Commentary on “Performance of a Large Language Model in the Generation of Clinical Guidelines for Antibiotic Prophylaxis in Spine Surgery”

Sun-Ho Lee

doi:10.14245/ns.2448236.118

. 2024 Mar 31;21(1):147–148. doi: 10.14245/ns.2448236.118

Commentary on “Performance of a Large Language Model in the Generation of Clinical Guidelines for Antibiotic Prophylaxis in Spine Surgery”

Sun-Ho Lee ^1,^✉

PMCID: PMC10992659 PMID: 38569640

graphic file with name ns-2448236-118i1.jpg

The introduction of artificial intelligence (AI), particularly large language models (LLMs) such as the generative pre-trained transformer (GPT) series into the medical field has heralded a new era of data-driven medicine. AI’s capacity for processing vast datasets has enabled the development of predictive models that can forecast patient outcomes with remarkable accuracy. LLMs like GPT and its successors have demonstrated an ability to understand and generate human-like text, facilitating their application in medical documentation, patient interaction, and even in generating diagnostic reports from patient data and imaging findings. Over the past 10 years, the development of AI, LLMs, and GPTs has significantly impacted the field of neurosurgery and spinal care as well [1-5].

Zaidat et al. [6] studied performance of a LLM in the generation of clinical guidelines for antibiotic prophylaxis in spine surgery. This study delves into the capabilities of ChatGPT’s models, GPT-3.5 and GPT-4.0, showcasing their potential to streamline medical processes. They suggest that GPT-3.5’s ability to generate clinically relevant antibiotic use guidelines for spinal surgery is commendable; however, its limitations, such as the inability to discern the most crucial aspects of the guidelines, redundancy, fabrication of citations, and inconsistency, pose significant barriers to its practical application. GPT-4.0, on the other hand, demonstrates a marked improvement in response accuracy and the ability to cite authoritative guidelines, such as those from the North American Spine Society (NASS). This model’s enhanced performance, including a 20% increase in response accuracy and the ability to cite the NASS guideline in over 60% of responses, suggests a more reliable tool for clinicians seeking to integrate AI-generated content into their practice.

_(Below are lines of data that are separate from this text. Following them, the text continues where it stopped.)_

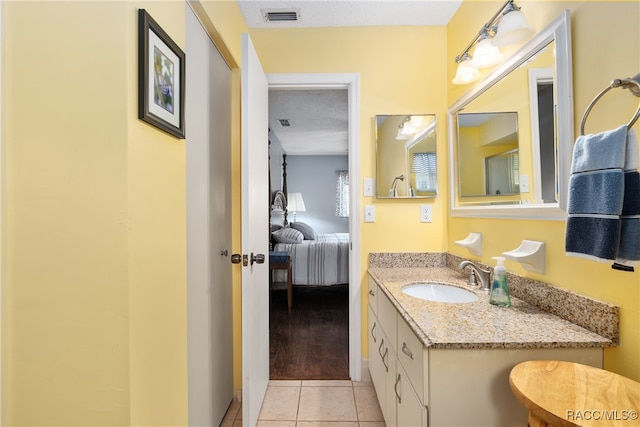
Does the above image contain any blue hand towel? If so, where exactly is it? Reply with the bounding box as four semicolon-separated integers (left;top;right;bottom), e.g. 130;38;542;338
565;125;627;262
612;129;640;271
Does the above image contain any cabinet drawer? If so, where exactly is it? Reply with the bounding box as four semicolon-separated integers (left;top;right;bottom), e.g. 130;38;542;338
397;315;428;404
378;291;398;357
369;279;380;314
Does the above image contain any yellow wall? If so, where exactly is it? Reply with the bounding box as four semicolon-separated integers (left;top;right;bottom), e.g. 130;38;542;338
251;27;447;368
447;1;640;381
2;0;640;425
2;2;187;425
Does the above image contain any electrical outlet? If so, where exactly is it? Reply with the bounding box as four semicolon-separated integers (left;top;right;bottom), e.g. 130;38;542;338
420;205;431;222
364;205;376;222
364;178;376;197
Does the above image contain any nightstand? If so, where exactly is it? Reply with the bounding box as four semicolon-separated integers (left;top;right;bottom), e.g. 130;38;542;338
269;251;293;311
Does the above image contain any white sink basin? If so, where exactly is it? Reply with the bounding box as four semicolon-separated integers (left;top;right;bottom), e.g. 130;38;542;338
402;283;478;303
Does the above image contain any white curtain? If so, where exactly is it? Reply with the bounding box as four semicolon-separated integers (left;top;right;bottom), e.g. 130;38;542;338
411;153;438;191
336;171;349;218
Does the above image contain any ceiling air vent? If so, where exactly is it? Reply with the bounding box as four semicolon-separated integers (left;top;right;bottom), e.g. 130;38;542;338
263;10;300;22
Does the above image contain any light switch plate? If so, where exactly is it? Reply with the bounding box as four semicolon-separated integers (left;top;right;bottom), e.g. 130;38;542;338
364;178;376;197
420;205;431;222
364;205;376;222
520;174;529;193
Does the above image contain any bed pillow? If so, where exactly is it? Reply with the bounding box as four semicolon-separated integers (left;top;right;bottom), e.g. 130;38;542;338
271;227;304;243
291;222;317;240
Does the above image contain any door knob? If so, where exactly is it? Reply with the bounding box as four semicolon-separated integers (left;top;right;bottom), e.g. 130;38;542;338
251;252;264;265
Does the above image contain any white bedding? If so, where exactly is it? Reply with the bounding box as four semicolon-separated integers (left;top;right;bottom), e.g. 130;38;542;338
273;233;349;286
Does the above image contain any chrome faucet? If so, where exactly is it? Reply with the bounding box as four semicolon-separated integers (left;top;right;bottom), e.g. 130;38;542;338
458;260;491;291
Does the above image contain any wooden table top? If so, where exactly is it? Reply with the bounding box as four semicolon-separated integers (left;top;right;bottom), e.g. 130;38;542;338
509;360;640;427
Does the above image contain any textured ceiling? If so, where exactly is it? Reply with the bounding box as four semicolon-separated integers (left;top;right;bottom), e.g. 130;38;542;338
248;0;462;155
238;0;462;28
269;89;349;155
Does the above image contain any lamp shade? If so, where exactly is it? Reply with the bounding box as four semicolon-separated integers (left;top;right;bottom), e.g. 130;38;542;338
451;59;481;85
287;193;307;212
491;10;536;46
469;37;502;68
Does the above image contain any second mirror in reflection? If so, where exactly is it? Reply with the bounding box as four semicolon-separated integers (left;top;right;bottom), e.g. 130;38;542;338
458;112;520;197
376;114;437;198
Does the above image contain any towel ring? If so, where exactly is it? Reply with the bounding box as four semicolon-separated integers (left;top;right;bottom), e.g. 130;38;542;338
580;79;640;135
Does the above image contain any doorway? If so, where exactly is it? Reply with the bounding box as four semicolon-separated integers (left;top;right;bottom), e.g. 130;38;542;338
267;74;362;381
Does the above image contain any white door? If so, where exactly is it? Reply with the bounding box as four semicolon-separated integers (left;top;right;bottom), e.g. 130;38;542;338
241;33;269;426
185;5;233;426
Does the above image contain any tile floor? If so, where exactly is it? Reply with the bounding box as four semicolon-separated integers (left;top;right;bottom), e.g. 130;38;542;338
221;380;385;427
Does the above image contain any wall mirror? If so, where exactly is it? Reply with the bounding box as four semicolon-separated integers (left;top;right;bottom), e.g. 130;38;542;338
449;11;573;219
375;114;437;198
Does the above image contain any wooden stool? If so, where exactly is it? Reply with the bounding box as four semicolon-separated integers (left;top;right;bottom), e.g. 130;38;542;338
509;360;640;427
269;251;293;311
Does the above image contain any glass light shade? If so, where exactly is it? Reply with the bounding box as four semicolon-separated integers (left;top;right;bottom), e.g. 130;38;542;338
451;59;482;85
287;193;307;213
491;10;536;46
469;38;502;68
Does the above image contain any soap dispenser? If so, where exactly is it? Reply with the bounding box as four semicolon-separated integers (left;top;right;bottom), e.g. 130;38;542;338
489;257;511;307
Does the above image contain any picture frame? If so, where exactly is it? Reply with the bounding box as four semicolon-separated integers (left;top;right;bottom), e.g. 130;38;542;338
138;9;186;139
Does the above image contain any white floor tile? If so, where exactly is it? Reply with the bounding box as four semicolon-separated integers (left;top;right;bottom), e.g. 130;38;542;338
353;387;384;421
258;386;300;421
298;387;358;421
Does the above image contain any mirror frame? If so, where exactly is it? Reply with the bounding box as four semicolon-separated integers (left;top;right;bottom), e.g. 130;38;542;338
373;113;439;200
447;10;574;220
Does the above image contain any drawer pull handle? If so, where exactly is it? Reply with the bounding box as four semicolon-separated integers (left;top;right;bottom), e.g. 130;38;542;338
402;342;413;360
393;374;402;404
382;347;389;372
371;322;378;342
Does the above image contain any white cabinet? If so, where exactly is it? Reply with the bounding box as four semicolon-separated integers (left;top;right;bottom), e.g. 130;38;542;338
369;281;428;427
369;280;602;427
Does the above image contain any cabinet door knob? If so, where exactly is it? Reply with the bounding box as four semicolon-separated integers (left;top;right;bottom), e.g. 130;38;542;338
393;374;402;404
402;342;413;360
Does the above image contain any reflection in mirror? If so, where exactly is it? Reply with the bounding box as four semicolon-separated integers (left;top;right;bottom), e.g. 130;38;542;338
449;11;573;219
458;113;520;202
376;114;437;198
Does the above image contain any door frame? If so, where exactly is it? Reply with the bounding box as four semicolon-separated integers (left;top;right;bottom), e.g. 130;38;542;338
267;73;362;381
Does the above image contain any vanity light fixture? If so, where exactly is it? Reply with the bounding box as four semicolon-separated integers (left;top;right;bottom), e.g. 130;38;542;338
451;53;482;85
469;28;503;68
396;116;426;139
451;0;535;84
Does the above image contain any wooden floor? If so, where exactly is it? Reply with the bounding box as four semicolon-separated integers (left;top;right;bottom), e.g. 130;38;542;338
269;285;349;380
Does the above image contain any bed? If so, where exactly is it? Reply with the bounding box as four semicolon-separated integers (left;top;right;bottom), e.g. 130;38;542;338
273;233;349;286
270;154;350;286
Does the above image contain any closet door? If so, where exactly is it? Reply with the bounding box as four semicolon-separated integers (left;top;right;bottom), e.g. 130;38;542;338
182;6;233;425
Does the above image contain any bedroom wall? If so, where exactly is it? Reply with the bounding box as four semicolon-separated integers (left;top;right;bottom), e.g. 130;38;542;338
287;156;349;233
269;133;288;193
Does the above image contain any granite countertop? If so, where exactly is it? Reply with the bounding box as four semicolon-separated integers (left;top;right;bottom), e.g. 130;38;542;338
368;267;615;348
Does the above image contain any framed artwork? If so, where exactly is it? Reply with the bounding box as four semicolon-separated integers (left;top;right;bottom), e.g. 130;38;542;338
138;9;185;138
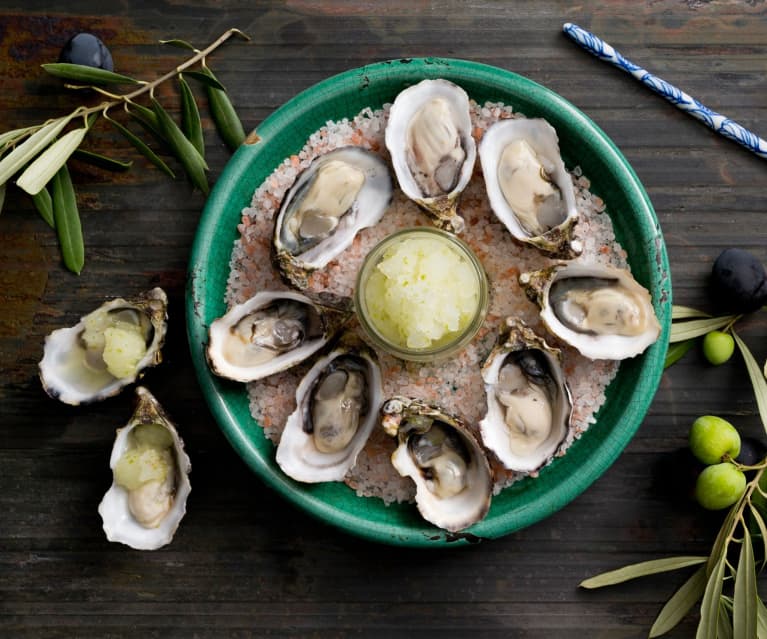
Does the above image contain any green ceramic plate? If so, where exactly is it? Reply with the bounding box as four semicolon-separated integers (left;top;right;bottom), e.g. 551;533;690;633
186;58;671;546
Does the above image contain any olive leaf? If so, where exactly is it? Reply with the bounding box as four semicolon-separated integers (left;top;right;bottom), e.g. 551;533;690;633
579;556;708;588
202;67;245;151
0;29;250;273
732;331;767;430
0;114;74;184
663;339;695;369
41;62;141;84
16;127;88;195
152;98;210;195
716;597;732;639
732;528;759;639
72;149;133;172
52;164;85;275
32;187;56;228
106;116;176;178
178;75;205;157
756;597;767;639
649;566;706;637
0;126;40;151
126;102;162;140
748;504;767;568
706;504;739;576
669;315;739;342
671;304;711;320
695;554;727;639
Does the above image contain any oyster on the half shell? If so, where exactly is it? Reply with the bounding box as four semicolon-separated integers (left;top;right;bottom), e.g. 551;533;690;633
272;146;392;289
519;262;660;360
99;386;192;550
277;334;383;483
206;291;351;382
479;317;572;472
479;118;583;259
385;79;477;233
39;288;168;406
382;397;493;532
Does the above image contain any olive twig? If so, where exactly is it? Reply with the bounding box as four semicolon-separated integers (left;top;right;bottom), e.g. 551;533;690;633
0;28;250;273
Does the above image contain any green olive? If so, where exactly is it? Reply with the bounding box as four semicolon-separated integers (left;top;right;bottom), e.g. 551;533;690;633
703;331;735;366
688;415;740;464
695;462;746;510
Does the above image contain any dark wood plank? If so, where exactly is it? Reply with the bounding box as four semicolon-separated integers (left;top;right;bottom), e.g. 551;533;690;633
0;0;767;639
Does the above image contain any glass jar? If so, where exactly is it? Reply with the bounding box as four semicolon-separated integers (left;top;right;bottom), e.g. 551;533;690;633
354;227;489;362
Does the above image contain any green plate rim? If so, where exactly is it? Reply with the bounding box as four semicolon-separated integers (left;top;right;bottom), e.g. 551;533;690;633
186;58;672;547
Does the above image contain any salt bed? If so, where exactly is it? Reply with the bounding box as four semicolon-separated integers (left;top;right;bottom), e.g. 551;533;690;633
226;101;628;503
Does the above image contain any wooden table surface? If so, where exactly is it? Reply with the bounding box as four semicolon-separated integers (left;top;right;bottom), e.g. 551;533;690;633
0;0;767;638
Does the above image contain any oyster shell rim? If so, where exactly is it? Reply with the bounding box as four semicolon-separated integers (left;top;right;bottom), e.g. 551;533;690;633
38;286;168;406
187;58;671;548
98;386;192;550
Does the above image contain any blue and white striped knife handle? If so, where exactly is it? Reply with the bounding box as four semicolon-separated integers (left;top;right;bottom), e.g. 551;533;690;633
562;22;767;159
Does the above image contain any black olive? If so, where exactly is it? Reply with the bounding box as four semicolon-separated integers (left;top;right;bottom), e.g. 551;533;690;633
735;437;767;466
59;33;114;71
710;248;767;313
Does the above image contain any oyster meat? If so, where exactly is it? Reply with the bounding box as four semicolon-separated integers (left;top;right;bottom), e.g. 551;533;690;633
39;288;168;406
519;262;660;360
479;318;572;472
385;79;477;233
272;146;392;289
206;291;351;382
99;386;192;550
277;336;383;483
382;397;493;532
479;118;583;259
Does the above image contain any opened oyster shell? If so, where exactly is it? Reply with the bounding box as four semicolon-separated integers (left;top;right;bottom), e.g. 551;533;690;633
39;288;168;406
382;397;493;532
206;291;351;382
519;262;660;360
99;386;192;550
277;335;383;483
479;118;583;259
272;146;392;289
385;79;477;233
479;318;572;472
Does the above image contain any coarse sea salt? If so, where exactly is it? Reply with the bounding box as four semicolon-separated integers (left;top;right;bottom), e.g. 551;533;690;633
226;101;628;503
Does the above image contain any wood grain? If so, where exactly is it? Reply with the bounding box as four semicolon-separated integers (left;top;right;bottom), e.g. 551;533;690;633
0;0;767;639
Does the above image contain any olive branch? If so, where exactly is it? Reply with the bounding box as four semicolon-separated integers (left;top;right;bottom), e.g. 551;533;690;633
580;306;767;639
0;29;249;273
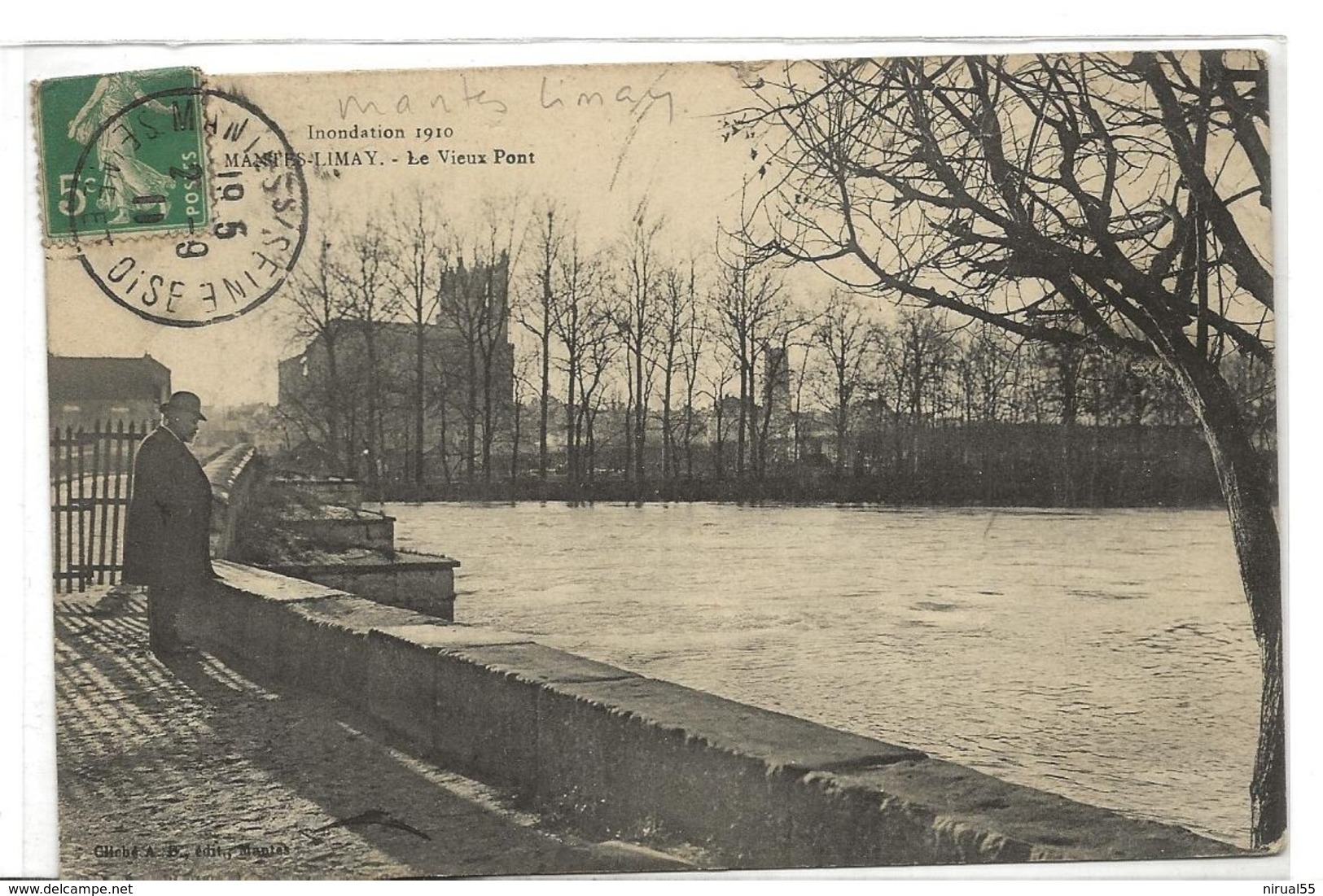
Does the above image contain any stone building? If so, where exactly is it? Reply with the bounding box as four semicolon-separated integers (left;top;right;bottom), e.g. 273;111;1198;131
278;258;515;483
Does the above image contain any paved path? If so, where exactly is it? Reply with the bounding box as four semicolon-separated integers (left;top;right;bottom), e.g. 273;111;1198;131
55;589;693;879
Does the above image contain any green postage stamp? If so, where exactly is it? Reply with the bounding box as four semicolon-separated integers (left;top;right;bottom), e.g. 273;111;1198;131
37;68;208;238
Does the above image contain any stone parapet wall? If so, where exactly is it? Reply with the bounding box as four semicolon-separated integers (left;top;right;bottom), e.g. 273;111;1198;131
188;562;1240;868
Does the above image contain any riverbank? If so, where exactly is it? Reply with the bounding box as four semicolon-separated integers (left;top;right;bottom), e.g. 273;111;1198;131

However, the study’s findings also highlight the inherent unpredictability of LLM responses and the potential for “artificial hallucination,” where models generate spurious statements without a solid basis in their training data. This phenomenon raises concerns about the ethical implications of using LLMs in clinical settings, particularly regarding patient care and liability. The possibility of LLMs providing inaccurate responses, especially when prompted for medical advice, necessitates a cautious approach to their deployment. We also pay attention to the limitations of the study itself, including the outdated nature of the NASS guidelines, which have not been updated since 2013, and the potential biases and gaps in the medical knowledge contained within the LLMs’ training data. These factors highlight the importance of ongoing research and development to ensure that LLMs are trained on the most recent and relevant medical literature.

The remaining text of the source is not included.